Complying with tax laws is a complicated task, and errors can be made. Due to slowdowns and disruptions in processing tax returns in recent years, both the IRS and the California Franchise Tax Board have increased collection and enforcement actions to catch up with their backlogs. People or businesses receiving notices about unpaid taxes or failure to file returns need to explore all of their options for correcting errors or paying their taxes. Otherwise, they can lose their chance to avoid property seizures or wage garnishments.

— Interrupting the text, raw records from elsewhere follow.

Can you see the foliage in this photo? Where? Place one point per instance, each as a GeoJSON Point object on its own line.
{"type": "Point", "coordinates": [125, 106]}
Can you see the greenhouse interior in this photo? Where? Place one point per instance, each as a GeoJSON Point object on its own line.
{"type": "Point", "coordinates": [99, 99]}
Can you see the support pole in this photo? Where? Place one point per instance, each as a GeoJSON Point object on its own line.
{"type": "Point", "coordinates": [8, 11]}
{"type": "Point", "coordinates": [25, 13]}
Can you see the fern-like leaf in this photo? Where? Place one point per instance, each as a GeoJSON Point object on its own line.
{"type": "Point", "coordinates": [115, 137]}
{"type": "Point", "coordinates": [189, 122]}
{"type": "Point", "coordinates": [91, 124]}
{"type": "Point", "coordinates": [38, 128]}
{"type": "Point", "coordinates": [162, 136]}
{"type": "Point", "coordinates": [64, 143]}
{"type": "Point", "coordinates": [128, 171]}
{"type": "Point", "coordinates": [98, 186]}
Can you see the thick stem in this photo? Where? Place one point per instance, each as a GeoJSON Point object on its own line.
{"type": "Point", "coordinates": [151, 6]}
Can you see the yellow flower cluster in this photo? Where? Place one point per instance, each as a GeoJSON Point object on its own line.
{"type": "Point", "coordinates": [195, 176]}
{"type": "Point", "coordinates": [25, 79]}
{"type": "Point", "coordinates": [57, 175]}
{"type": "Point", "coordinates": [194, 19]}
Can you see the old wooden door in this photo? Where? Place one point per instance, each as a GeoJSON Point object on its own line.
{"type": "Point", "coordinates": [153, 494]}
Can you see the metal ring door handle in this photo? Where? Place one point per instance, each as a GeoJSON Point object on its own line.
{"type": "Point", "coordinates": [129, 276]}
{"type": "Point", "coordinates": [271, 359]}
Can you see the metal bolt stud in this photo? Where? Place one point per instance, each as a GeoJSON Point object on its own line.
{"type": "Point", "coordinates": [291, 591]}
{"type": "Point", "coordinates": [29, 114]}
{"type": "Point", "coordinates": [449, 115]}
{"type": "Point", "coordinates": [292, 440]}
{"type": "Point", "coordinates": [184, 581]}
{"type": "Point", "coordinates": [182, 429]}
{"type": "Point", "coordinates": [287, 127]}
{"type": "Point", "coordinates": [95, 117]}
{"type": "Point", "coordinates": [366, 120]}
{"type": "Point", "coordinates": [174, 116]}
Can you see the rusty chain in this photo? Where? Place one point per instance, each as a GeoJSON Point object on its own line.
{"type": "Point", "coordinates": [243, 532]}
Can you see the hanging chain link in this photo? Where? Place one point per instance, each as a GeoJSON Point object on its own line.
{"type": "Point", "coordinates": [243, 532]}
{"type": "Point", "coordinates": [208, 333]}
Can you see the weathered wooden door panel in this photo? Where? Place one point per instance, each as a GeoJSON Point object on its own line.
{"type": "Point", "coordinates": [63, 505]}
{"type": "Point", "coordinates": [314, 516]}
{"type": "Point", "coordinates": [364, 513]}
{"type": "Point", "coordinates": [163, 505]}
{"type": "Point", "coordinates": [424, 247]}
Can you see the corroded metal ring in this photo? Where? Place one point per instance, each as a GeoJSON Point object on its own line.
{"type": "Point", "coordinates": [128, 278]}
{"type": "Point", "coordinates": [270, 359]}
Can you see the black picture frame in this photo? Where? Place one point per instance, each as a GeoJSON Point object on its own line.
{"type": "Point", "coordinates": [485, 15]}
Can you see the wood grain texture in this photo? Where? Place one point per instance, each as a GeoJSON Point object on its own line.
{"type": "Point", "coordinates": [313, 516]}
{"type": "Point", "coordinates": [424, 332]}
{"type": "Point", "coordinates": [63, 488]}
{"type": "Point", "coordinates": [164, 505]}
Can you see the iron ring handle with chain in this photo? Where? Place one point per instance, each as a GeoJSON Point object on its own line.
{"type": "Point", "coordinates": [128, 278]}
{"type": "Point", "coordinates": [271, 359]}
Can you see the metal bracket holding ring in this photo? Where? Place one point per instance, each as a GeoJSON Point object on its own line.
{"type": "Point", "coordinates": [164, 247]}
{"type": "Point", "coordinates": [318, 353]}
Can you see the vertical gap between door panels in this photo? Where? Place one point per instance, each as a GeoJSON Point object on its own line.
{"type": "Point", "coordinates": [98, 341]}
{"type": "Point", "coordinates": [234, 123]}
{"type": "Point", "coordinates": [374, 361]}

Timely response to all notices
Taxation authorities send out a variety of notices regarding compliance failures. They may or may not be accurate, but taxpayers must respond within the timeline stated in the letter, usually 30 to 60 days. Your first step will be to ask your tax accountant how to respond. Some situations benefit from obtaining advice about tax laws because a strategic response may help you take advantage of a statute of limitations or avoid an in-depth financial disclosure to the IRS.
Look into fresh start
If it turns out that you owe taxes, you have some payment plan options. You may be advised to start a short-term, 120-day payment plan to reduce your balance and demonstrate your willingness to comply. This might lead to a longer-term installment plan agreement. If your debt is less than $50,000, you may qualify for a simplified type of payment plan known as the Fresh Start program that lasts for seven years.
More attention on top earners
For years, IRS auditors have focused on returns from lower-income filers in an effort to uncover Earned Income Credit fraud. Now the agency has shifted gears and is building specialized teams to audit top earners and high-net-worth filers.